Inés Arrimadas of the Citizens Party in Catalonia told reporters before the march began that "the silent majority of Catalans are once again taking to the street to show that the majority of Catalans feel Catalan, Spanish and European".
Arrimadas walked out of the Catalan regional parliament on Saturday as it cast the vote for independence.
Frustrated by a defiant but divided Catalan Parliament, the central Government on Sunday began to assert control over Catalonia, firing the region's president, ministers, diplomats and police chiefs and transferring all authority to Madrid.
Since then, the secessionist leaders have been mostly absent from the public stage - not exactly in hiding, but close.
Puigdemont issued a brief prerecorded call for citizens to mount "a democratic opposition" to the takeover. No one was exactly sure what he meant.
Today the Belgian Migration Minister offered him political asylum - if Puigdemont needs it.
Two top leaders of the Catalan secessionist movement are already in jail, without bail, as prosecutors mull sedition charges.
El Periódico reported that Spain's Interior Ministry ordered the Catalan regional police stations to take down their portraits of Puigdemont.

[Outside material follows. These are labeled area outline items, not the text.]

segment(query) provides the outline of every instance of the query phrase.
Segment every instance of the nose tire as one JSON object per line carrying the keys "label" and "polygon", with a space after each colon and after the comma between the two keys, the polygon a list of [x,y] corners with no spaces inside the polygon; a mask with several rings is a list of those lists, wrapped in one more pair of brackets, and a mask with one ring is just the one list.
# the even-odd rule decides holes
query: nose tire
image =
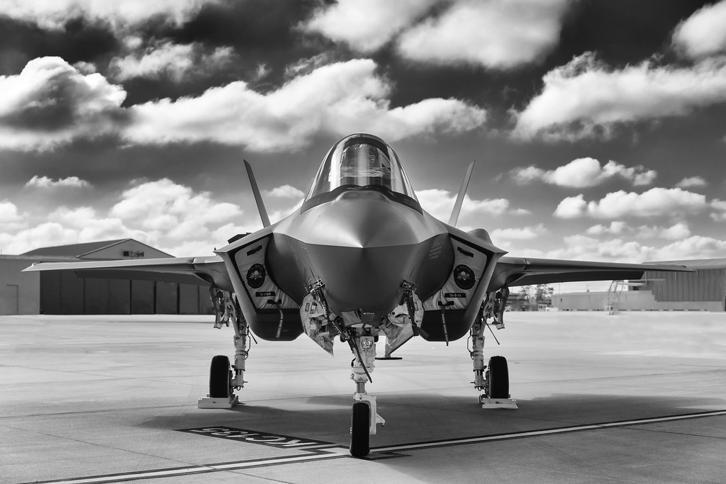
{"label": "nose tire", "polygon": [[354,457],[365,457],[370,453],[370,407],[363,402],[353,404],[350,451]]}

The next showdown is scheduled for tomorrow when bureaucrats return to work and the doors open to the Catalan Government and Parliament.
Will Puigdemeont and his ministers return to work - or try to run a parallel government?
Oriol Junqueras, the Catalan vice-president dismissed by the Government of Spain's Prime Minister, Mariano Rajoy, warned in a regional publication that in coming days the independence movement "will have to make difficult decisions that will not always be easy to understand".
After being awarded sweeping powers by the Spanish Senate last week, the central Government published lists of more than 140 Catalan officials, alongside their advisers, who were being fired.
The Catalan Parliament was also dissolved by order of Spain, and new elections were scheduled for December 21.
Reuters quoted Íñigo Méndez de Vigo, a government spokesman in Madrid, saying, "If Puigdemont takes part in these elections, he can exercise this democratic opposition."
Today, the streets in Barelona belonged to pro-unity, pro-Spain voices.
Javier Rodriguez, 55, a banker said: "This is a big day, a day for the real Spain.They told us we weren't Spain. We are, today and always".
Asked what he thought of a declaration of a Catalan republic, he shook his head no. "This was a big fake. This republic is over, it is definitely over."
As he spoke helicopters circled over the demonstrators, each with the markings of a different force - the National Police, the Guardia Civil and regional Catalan police, d'Esquadra.
Manuel Garcia, 64, who served in Spain's Foreign Legion and as manger of the locker rooms of Barcelona's RCD Espanyol soccer team, said, "We came out to support the Spanish Government against this secessionist coup. What should happen to Puigdemont? All of them should be in jail."